Christopher Dozier and colleagues, all of Thomson Reuters Research and Development, have published Named Entity Recognition and Resolution in Legal Text, in Semantic Processing of Legal Texts: Where the Language of Law Meets the Law of Language 27-43 (Enrico Francesconi et al. eds., 2010). (Click here for a description of the print version of the book.)
Here is the abstract of the paper:
Named entities in text are persons, places, companies, etc. that are explicitly mentioned in text using proper nouns. The process of finding named entities in a text and classifying them to a semantic type, is called named entity recognition. Resolution of named entities is the process of linking a mention of a name in text to a pre-existing database entry. This grounds the mention in something analogous to a real world entity. For example, a mention of a judge named Mary Smith might be resolved to a database entry for a specific judge of a specific district of a specific state. This recognition and resolution of named entities can be leveraged in a number of ways including providing hypertext links to information stored about a particular judge: their education, who appointed them, their other case opinions, etc.

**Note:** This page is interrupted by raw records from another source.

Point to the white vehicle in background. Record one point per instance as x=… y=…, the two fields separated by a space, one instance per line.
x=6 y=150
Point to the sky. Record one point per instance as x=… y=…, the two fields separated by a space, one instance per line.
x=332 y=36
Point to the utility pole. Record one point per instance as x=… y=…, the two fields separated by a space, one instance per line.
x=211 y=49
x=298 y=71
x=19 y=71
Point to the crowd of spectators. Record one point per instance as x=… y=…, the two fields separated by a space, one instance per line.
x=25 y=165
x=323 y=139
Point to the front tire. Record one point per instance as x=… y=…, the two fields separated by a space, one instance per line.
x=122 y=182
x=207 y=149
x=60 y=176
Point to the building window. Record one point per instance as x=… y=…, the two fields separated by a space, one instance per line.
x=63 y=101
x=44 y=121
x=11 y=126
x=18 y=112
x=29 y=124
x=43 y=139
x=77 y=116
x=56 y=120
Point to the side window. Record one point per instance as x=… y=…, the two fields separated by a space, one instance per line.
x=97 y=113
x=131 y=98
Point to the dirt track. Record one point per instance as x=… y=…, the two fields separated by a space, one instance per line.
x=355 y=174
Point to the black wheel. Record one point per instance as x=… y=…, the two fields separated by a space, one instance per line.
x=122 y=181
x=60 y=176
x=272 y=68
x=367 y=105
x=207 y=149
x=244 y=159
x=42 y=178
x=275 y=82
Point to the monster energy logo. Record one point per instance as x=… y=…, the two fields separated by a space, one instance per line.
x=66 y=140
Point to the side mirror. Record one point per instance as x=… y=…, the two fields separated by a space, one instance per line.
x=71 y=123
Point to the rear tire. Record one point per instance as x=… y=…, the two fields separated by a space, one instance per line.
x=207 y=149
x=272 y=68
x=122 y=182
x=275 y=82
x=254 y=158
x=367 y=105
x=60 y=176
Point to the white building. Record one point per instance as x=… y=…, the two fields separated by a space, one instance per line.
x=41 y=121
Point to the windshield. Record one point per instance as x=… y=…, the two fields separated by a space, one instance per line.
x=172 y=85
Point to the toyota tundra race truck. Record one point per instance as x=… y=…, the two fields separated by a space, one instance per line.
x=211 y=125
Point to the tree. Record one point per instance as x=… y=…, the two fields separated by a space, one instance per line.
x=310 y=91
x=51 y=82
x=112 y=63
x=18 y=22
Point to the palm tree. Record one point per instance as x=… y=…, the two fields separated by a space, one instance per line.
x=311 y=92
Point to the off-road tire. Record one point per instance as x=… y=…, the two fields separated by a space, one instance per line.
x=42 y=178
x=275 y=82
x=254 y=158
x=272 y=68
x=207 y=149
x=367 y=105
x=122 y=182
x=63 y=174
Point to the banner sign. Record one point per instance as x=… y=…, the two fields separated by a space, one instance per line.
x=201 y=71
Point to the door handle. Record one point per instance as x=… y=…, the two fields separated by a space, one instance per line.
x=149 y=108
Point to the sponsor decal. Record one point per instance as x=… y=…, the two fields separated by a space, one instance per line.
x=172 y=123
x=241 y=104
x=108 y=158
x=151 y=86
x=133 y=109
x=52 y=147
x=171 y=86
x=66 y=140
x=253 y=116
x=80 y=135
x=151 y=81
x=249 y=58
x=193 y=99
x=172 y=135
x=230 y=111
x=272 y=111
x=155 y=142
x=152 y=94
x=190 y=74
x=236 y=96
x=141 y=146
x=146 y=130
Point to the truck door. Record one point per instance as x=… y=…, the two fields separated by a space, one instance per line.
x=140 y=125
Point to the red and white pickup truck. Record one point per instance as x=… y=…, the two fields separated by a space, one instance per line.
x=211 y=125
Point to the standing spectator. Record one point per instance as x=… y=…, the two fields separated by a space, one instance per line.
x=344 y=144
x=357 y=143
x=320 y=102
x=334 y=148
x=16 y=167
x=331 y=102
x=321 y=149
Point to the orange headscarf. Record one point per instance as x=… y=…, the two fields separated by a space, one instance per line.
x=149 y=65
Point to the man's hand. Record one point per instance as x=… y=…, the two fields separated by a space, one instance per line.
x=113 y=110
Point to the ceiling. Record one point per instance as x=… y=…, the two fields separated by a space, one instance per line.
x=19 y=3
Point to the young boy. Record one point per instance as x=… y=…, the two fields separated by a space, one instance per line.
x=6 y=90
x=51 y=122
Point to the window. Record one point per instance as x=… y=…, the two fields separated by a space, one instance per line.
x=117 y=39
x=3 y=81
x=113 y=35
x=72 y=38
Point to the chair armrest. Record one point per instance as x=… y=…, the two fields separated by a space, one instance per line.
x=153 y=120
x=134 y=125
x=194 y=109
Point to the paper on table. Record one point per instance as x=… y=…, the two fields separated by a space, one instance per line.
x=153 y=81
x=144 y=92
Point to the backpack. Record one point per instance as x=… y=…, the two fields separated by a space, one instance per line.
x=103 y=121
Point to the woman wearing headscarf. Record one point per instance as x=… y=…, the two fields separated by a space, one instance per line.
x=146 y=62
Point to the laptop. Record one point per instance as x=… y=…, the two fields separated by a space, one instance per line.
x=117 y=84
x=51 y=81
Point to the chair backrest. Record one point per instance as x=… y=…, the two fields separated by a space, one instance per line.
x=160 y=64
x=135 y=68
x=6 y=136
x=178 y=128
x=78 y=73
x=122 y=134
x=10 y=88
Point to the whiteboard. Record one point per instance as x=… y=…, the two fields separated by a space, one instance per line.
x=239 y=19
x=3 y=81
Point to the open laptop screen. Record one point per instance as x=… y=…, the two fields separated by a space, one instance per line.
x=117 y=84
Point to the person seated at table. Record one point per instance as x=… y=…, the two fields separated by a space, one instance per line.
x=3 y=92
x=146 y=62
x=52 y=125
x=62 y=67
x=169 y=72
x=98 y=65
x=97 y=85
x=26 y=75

This paper discusses named entity recognition and resolution in legal documents such as US case law, depositions, and pleadings and other trial documents. The types of entities include judges, attorneys, companies, jurisdictions, and courts. We outline three methods for named entity recognition, lookup, context rules, and statistical models. We then describe an actual system for finding named entities in legal text and evaluate its accuracy. Similarly, for resolution, we discuss our blocking techniques, our resolution features, and the supervised and semi-supervised machine learning techniques we employ for the final matching.